A próxima figura repete a anterior, porém destaca os países do leste da Ásia (excluindo o Oriente Médio e as antigas repúblicas soviéticas, especificamente Jordânia e Cazaquistão). Repare que, com exceção da Malásia, todos os países estão na linha ou acima da linha. Vietnam e China são particularmente impressionantes no sentido que, mesmo com PIB per capita muito baixo, conseguem excelente desempenho nos exames do PISA. A última figura destaca apenas o Brasil.
Insisto mais uma vez que os resultados desse texto devem ser vistos como uma provocação – ou, quando muito, como uma exploração preliminar. Neste sentido que concluo que existe alguma diferença entre os sistemas de ensino da América Latina e da Ásia que faz com que estudantes asiáticos tenham melhor desempenho no PISA quando comparados aos estudantes latino americanos, mesmo quando se leva em conta o PIB per capita dos países.

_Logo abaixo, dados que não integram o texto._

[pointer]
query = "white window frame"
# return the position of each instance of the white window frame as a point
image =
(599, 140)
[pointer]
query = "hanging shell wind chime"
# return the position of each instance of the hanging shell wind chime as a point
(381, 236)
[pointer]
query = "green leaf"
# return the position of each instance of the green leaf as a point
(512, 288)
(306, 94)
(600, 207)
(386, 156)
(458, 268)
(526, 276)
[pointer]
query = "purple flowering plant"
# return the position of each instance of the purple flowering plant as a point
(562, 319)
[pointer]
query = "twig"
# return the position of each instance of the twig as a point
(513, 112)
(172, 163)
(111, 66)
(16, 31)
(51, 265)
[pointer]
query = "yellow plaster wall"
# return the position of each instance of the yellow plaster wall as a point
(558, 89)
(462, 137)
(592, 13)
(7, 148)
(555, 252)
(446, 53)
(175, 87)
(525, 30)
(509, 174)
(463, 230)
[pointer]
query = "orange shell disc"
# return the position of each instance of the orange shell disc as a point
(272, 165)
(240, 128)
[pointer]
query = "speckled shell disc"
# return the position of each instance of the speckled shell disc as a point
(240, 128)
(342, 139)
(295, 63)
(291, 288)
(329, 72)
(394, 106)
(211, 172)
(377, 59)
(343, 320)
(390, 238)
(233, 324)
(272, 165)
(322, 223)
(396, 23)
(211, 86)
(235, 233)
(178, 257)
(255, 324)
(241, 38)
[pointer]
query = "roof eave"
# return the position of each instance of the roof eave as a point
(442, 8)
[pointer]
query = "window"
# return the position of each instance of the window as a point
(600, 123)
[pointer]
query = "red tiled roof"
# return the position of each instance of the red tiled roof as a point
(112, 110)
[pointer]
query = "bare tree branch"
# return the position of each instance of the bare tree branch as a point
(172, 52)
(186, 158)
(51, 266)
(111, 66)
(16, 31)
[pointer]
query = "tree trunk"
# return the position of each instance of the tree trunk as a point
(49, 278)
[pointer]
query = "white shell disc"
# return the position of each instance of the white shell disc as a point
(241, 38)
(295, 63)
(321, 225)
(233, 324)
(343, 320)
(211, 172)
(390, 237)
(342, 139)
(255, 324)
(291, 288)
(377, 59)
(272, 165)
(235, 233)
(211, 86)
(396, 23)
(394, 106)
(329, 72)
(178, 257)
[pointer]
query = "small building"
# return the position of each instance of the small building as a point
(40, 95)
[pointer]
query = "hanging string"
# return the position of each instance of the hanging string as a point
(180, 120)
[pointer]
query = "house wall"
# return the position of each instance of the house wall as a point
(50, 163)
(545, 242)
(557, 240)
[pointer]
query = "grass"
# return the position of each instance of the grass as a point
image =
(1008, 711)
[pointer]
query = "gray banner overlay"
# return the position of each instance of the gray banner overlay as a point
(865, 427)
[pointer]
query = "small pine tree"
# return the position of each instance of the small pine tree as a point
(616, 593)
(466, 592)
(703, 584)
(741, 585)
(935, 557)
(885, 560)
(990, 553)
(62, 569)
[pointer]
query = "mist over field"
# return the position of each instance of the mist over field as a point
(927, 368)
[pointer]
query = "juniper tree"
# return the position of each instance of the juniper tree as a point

Embarcando no clima de provocação e fazendo uma pequena homenagem ao pessoal do Instituto Liberal do Centro Oeste (ILCO), que andou sendo criticado pelo crime supremo de questionar a obra de um intelectual respeitado, vou chamar este efeito que diferencia os estudantes da Ásia dos estudantes da América Latina em geral e do Brasil em particular de Efeito Paulo Freire. Assim, além de homenagear o ILCO, também faço uma reverência ao “maior intelectual da América Latina” e patrono da educação brasileira.